Quarry opponent seeks township supervisor post

October 03, 2003|by DON AINES

ST. THOMAS, Pa. - One of the opponents of a proposed quarry in St. Thomas Township has thrown his hat into the ring as a write-in candidate for township supervisor in the Nov. 4 general election.

Saying he did not believe the board of supervisors is powerless to stop the project, Frank Stearn announced Thursday he is running in an attempt to oust incumbent Supervisor David C. Ramer next month.

"I need volunteers and I need donations and I believe we really can change the outcome of the quarry," Stearn told a group of about 80 people at the St. Thomas Assembly of God.


A partner in Sunrise Electronics and Computers in Chambersburg, Pa., Stearn said "there is no reason our children should have to listen to blasting" or deal with the dust and heavy truck traffic that the quarry and proposed asphalt and gravel operations would produce.

"The implications of the quarry are greater than any of us, even FROST, envision," Stearn said.

FROST is an acronym for Friends and Residents of St. Thomas, a group recently organized to try and stop the quarry proposed by the St. Thomas Development Corp., an affiliate of Tony DePaul and Son, a Blue Bell, Pa., contracting firm.

Ramer, who won both the Republican and Democratic primaries in the May primary election, said Thursday he "heard rumors" that a FROST member would mount a write-in campaign, but said the supervisors have little say over mining operations, no matter who is on the board.

"It's strictly up to DEP to either approve it or disapprove it," Ramer said of the Pennsylvania Department of Environmental Protection. "DEP does all the regulating of all mining."

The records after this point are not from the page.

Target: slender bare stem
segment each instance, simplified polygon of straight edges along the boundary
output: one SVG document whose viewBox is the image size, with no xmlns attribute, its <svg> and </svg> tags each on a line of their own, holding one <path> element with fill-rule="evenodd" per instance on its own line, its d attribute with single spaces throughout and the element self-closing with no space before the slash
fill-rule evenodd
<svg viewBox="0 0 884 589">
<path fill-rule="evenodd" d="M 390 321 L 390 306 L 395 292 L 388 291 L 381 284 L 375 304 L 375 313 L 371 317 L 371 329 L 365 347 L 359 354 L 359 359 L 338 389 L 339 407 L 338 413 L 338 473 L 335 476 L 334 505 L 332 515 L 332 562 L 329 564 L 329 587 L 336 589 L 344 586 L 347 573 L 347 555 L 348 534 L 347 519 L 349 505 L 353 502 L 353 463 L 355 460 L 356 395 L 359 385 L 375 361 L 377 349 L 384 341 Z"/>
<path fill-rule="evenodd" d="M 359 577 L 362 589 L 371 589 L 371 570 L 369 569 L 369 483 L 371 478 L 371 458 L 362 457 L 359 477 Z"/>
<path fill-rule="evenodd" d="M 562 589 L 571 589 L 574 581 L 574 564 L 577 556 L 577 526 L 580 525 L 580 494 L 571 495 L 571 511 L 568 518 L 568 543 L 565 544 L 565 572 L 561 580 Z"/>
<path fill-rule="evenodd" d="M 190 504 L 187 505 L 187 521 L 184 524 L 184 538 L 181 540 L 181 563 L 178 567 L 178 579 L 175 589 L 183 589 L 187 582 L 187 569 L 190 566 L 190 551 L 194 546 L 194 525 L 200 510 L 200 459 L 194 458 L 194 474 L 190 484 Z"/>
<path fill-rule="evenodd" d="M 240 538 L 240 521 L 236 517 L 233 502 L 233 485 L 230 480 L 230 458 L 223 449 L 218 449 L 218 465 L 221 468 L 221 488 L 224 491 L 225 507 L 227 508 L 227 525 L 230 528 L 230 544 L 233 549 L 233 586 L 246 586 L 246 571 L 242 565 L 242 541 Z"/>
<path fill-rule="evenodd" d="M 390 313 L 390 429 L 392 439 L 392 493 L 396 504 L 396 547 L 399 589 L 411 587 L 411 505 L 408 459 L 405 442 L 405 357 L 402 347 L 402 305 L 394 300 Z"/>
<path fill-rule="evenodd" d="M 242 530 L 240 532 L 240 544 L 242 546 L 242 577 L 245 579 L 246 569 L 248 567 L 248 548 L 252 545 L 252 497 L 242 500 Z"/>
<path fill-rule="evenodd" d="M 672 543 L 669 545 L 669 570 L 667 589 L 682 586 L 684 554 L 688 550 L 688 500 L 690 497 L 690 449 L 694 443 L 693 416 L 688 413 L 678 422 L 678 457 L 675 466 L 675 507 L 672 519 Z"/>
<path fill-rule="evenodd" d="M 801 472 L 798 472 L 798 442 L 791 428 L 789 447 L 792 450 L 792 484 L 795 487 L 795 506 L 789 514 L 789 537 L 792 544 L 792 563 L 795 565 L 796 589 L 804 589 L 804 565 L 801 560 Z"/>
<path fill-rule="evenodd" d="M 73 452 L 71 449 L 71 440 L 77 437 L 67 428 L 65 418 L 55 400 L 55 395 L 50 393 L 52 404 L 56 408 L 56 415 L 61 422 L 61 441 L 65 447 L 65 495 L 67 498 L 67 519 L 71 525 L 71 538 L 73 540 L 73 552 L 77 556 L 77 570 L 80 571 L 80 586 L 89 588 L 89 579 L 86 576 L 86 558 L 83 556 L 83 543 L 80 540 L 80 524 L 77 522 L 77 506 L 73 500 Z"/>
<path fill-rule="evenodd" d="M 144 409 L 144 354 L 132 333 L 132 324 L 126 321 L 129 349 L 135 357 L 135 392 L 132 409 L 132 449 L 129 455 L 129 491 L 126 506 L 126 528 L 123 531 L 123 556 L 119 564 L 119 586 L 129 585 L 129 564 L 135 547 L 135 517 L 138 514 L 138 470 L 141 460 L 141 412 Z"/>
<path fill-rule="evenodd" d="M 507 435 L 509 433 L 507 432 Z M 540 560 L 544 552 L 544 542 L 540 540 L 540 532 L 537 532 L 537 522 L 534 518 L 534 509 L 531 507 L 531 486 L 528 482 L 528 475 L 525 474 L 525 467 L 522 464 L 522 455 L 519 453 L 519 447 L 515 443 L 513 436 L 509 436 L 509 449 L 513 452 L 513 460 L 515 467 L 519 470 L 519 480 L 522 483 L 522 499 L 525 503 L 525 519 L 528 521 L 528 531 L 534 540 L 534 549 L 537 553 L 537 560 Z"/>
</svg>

Ramer said the supervisors repealed the township's zoning ordinance shortly after he took office six years ago, but "zoning would not keep it out because that area was zoned industrial, agricultural and commercial, which would have let the quarry go in anyway."

The quarry would be northeast of the village of St. Thomas on about 400 acres of what had been an orchard.

Ramer said the quarry project has yet to come before the board for action and the preliminary land development plan has been sent back to the developers by the township's planning commission twice. Ramer said the board has hired an environmental lawyer and geologist to review the developer's application to the state.

Also at the FROST meeting was Chambersburg engineer William Hemsley, who said the quarry project could be successfully challenged by the group.

"What are the benefits of having the quarry where it is? I can't think of any," Hemsley said. "There are a lot of risks."

Hemsley said the group needs to present the DEP with facts and challenge the developers on a number of issues, including environmental, health, air and noise pollution and the effect on groundwater.

For example, Hemsley said the developer's reclamation plan for the site is "not viable." Using figures he said the developer supplied the DEP as part of the application process, Hemsley said the quarry would operate for 100 years or more and require 215 billion cubic feet of clean fill to fill in the 300-foot deep hole.

"It would take 2,786 years to fill up that hole," he said, basing that on estimates of the amount of construction debris generated in the county each year.